COURTES PEINES, CHANTIER EN COURS

Le SNDP – CFDT vous informe sur l’actualité du secteur pénitentiaire

Paris, le 8 janvier 2025

COURTES PEINES, CHANTIER EN COURS

Le SNDP-Cfdt a été très attentif aux nombreuses annonces du nouveau garde des Sceaux, Gérald DARMANIN, depuis sa nomination le 23 décembre dernier. Parmi elles, la promotion des courtes peines de prison a été largement reprise dans les médias, dans un cadre plus général de durcissement de la chaîne pénale.
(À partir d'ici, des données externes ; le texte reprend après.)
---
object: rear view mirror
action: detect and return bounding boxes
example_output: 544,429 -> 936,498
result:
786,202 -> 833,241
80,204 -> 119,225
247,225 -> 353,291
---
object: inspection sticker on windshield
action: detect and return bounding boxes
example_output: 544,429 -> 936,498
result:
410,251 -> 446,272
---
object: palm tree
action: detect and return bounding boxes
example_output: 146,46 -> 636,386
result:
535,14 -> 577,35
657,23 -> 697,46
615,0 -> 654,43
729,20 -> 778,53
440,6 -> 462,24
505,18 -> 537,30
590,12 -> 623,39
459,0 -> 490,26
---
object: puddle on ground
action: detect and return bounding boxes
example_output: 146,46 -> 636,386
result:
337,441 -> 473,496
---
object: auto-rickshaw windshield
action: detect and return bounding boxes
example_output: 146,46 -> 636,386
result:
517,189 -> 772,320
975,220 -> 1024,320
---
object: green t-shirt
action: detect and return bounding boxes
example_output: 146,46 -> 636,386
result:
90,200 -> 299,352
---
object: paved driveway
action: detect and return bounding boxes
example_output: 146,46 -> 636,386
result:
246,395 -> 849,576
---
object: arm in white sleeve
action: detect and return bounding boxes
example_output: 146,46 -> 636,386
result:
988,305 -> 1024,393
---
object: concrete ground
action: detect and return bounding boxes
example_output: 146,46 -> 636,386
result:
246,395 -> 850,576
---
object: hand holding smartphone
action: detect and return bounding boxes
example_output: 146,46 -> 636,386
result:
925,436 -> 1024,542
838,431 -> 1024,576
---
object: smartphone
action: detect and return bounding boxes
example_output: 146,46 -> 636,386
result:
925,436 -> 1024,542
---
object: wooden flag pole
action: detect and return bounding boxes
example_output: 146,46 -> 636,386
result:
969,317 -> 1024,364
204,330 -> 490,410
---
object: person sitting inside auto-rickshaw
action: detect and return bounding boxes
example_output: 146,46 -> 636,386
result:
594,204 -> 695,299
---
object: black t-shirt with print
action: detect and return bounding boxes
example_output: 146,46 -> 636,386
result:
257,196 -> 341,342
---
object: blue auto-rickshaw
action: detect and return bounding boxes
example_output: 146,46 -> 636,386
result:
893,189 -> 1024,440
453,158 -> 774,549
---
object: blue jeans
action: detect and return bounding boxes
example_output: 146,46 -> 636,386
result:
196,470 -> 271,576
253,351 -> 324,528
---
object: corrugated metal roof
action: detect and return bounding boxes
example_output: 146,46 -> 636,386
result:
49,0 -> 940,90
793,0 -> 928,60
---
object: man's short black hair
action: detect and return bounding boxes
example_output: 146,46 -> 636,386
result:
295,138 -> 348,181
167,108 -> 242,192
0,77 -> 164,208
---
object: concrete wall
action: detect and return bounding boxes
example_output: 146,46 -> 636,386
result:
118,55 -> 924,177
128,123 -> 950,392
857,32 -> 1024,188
Le ministre souhaite que les courtes peines soient réellement exécutées, ce qui peut se faire à droit constant sans appeler d’observation particulière de notre part. Aujourd’hui, les magistrats prononcent déjà des courtes peines d’incarcération, de quelques mois à un an : une partie d’entre elles est exécutée en détention ordinaire, une autre partie est exécutée dans le cadre d’un aménagement de peine, immédiatement ou après quelques semaines ou quelques mois de prison (semi-liberté, détention à domicile sous surveillance électronique, etc.). Ce qui est nouveau, c’est que le ministre souhaite que la mise à exécution de celles-ci, y compris lorsqu’elles s’exécutent en prison, soit beaucoup plus rapide : « L’intérêt de la peine, ce n’est pas le quantum de la peine qui est prononcée, c’est la rapidité de l’exécution de la peine ». Dans ce cadre, il envisage d’ouvrir de nouvelles prisons qui leur seraient dédiées, de taille humaine et plus faciles à construire (notamment par l’utilisation de bâtiments désaffectés déjà existants).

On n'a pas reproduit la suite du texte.